Immunologic parameters as significant prognostic factors in lung cancer

Abstract

Immunologic prognostic factors in lung cancer have not been fully clarified. We report the results of a prospective study undertaken to clarify the correlation between various cellular immunologic parameters and the survival of lung cancer patients. A total of 287 lung cancer patients were enrolled in this study. Representative in vitro cellular immune activities including lymphoblastogenesis and natural killer cell activities, in addition to the percentage of main lymphocyte subsets (CD3, CD4, CD8, HLA-DR, and FcγR III on T cells) in the peripheral blood were evaluated before the initiation of therapy. The immune factors that influence the prognosis were analyzed by the log rank test and a multivariate analysis using the Cox proportional hazards model. Univariate analysis of the survival curves revealed a significant difference with regard to disease stage ( P<0.0001), age ( P=0.007), gender ( P=0.0037), and HLA-DR (%) ( P=0.048), when all the non-small cell lung cancer (NSCLC) patients ( n=257) were analyzed together. This analysis, based on the histologic type, revealed that HLA-DR (%) was a significant predictor of survival in squamous cell carcinoma ( P=0.0013) and small cell carcinoma ( P=0.0025).
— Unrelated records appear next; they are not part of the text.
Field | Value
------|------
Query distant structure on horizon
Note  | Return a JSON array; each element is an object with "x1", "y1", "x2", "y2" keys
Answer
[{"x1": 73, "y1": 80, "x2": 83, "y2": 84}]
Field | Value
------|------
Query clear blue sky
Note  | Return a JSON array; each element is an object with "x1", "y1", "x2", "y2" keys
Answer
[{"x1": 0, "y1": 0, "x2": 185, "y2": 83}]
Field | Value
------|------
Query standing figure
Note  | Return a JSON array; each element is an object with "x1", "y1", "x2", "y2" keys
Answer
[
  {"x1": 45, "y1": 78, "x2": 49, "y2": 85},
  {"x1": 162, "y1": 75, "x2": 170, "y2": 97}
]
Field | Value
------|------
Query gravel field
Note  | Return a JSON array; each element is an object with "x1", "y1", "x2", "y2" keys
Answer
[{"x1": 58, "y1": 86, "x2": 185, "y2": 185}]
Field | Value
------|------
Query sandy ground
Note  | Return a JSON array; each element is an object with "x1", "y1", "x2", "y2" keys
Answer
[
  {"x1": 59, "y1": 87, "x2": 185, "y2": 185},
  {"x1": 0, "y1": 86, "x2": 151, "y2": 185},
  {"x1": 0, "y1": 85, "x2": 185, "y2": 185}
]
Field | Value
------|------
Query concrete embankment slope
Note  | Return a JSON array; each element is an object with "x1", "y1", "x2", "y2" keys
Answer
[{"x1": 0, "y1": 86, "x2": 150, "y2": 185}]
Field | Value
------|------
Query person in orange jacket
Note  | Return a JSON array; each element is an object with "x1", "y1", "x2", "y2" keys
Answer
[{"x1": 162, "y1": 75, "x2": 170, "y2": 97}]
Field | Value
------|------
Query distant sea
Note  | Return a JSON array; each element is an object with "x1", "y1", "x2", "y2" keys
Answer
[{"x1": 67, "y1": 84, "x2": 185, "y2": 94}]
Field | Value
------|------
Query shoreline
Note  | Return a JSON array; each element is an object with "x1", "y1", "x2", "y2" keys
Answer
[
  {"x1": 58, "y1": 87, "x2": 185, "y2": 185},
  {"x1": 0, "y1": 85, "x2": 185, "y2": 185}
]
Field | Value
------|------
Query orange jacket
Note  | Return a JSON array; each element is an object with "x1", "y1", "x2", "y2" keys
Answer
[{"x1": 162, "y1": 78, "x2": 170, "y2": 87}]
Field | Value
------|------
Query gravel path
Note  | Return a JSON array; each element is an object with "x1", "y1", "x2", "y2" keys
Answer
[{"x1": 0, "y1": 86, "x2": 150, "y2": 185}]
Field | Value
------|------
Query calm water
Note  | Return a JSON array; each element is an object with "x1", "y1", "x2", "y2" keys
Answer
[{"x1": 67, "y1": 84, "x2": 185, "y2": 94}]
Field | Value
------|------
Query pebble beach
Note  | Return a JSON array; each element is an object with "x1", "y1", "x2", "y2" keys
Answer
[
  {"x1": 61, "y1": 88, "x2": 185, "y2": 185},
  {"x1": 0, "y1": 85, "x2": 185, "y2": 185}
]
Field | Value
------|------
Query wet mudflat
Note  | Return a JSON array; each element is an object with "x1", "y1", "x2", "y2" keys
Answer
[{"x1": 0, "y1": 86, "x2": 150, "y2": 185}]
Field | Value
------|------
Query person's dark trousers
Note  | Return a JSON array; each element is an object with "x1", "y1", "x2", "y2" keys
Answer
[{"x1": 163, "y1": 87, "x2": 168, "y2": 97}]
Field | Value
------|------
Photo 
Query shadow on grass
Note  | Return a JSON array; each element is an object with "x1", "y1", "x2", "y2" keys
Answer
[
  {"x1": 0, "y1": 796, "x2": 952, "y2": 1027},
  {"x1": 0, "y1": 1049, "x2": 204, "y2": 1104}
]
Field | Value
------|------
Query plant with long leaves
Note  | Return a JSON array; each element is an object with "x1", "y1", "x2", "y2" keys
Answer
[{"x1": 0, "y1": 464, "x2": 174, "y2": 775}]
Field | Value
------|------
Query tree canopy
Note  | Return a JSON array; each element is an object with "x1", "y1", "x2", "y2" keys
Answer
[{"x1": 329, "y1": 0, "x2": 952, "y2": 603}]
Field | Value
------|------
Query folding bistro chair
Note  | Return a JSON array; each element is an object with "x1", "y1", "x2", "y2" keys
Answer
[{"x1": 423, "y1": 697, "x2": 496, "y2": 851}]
A decreased CD4/CD8 ratio in small cell carcinoma ( P=0.0062) and male gender in adenocarcinoma ( P=0.0086) were factors associated with a worse prognosis. Multivariate analysis identified a significant correlation between survival and disease stage ( P<0.0001) and gender ( P=0.0243) in adenocarcinoma, disease stage ( P<0.0001), age ( P=0.0436) and HLA-DR (%) ( P=0.0142) in squamous cell carcinoma, and HLA-DR (%) ( P=0.0212) and CD4/CD8 ( P=0.0112) in small cell carcinoma, suggesting independent prognostic significance. A variety of immunologic indices have prognostic significance for the different types of lung cancer. Among these, the HLA-DR (%) in the peripheral blood is the most reliable factor for squamous cell carcinoma and small cell carcinoma.